You are overestimating (by asking) the cost of fuel in such a worst-case scenario diversion that requires fuel dumping.
With this week's jet fuel price, 50 tonnes (approx. half of what is loaded on a 787 bound for a long-haul) would set you back \$31,000.[a] But,
A single flight diversion can cost Emirates anything from US\$50,000 to over US\$600,000, depending on the nature of the diversion which includes fuel, flight catering, landing and ground handling fees, air navigation cost, passenger rebooking costs and onward connection, as well as other associated costs to care for crew and passengers.
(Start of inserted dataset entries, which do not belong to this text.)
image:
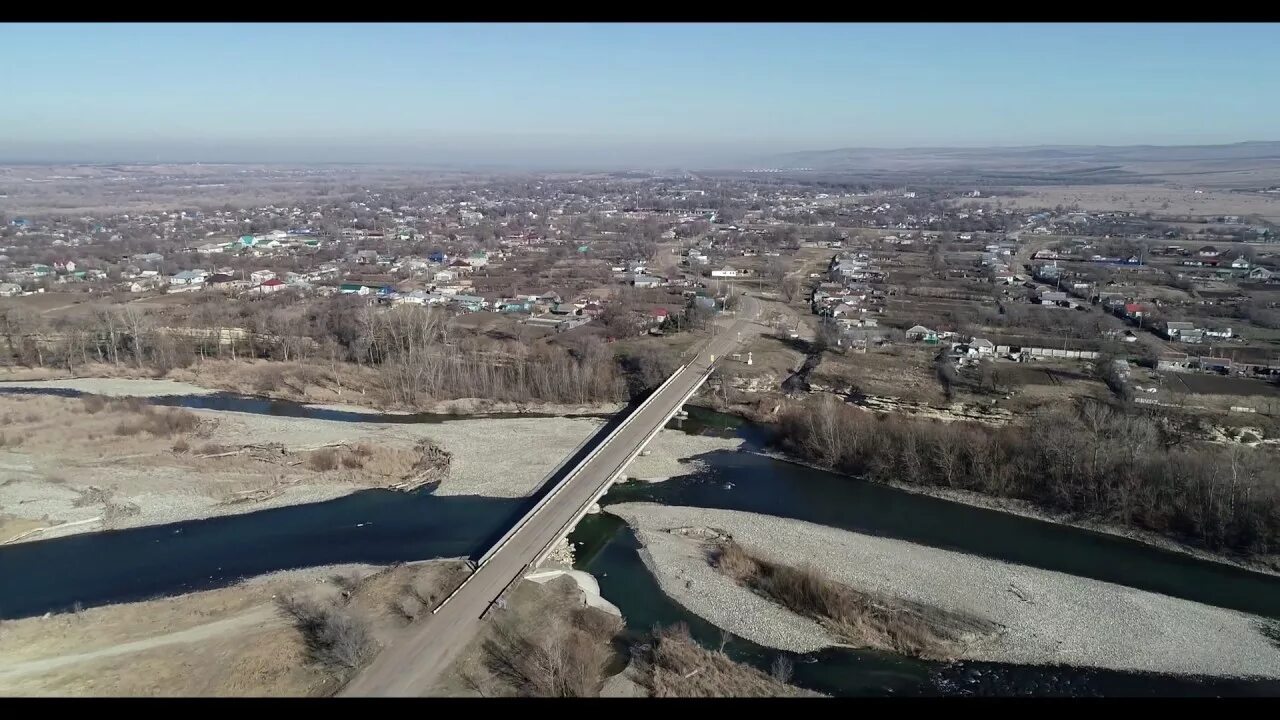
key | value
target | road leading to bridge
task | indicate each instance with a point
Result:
(410, 666)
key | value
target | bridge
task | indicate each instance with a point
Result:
(411, 665)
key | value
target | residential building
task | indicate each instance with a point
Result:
(922, 333)
(273, 285)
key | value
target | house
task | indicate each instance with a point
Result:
(1178, 329)
(1221, 365)
(922, 333)
(273, 285)
(645, 281)
(187, 278)
(355, 288)
(1173, 361)
(982, 346)
(472, 302)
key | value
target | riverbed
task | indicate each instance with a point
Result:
(383, 527)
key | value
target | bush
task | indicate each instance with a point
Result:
(323, 460)
(859, 618)
(127, 428)
(336, 639)
(160, 424)
(671, 664)
(94, 404)
(551, 660)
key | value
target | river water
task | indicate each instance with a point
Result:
(383, 527)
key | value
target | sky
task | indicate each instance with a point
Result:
(620, 94)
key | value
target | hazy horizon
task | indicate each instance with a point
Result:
(620, 95)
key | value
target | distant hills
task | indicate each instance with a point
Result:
(1110, 163)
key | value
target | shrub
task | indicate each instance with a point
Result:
(213, 449)
(323, 460)
(128, 428)
(336, 639)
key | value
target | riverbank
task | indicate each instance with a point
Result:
(1046, 618)
(69, 466)
(675, 452)
(347, 387)
(1269, 565)
(224, 642)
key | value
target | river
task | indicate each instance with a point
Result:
(383, 527)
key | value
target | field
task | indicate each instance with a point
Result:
(225, 642)
(1179, 200)
(1219, 384)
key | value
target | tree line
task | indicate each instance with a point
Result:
(419, 358)
(1091, 460)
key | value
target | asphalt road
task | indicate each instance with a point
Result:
(411, 666)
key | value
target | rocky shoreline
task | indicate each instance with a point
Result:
(1046, 618)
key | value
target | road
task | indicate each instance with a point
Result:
(411, 666)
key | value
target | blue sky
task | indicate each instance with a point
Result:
(632, 92)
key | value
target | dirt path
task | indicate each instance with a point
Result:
(256, 618)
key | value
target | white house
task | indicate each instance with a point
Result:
(983, 346)
(272, 285)
(187, 277)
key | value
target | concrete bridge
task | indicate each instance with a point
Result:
(412, 664)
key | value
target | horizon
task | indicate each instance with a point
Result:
(622, 95)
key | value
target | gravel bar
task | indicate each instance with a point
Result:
(1047, 618)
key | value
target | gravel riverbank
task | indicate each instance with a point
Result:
(1046, 618)
(672, 452)
(114, 387)
(44, 483)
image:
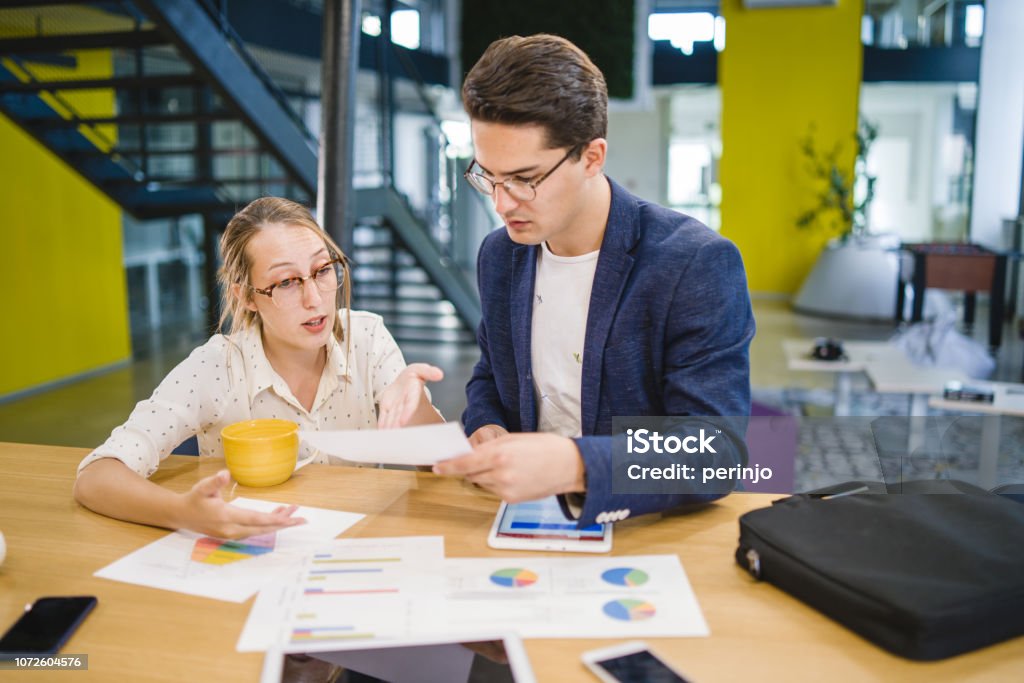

Since 50 tonnes can be considered an upper limit, and Emirates' upper limit is \$600,000, fuel is just 5% of the cost. Further,
Adel Al Redha, Emirates' Executive Vice President and Chief Operating Officer, said: "We can never hope to recover the costs of a flight diversion, but the wellbeing of our customers is always our number one priority (...) [emphasis added]
Source: Emirates reveals the real cost of medical diversions for an airline, www.airlineratings.com, 2017
[a]: Also, for reference: An A380 returned to SFO not long into a flight due to a medical emergency, and dumped "40 tons" on the way back (avherald.com).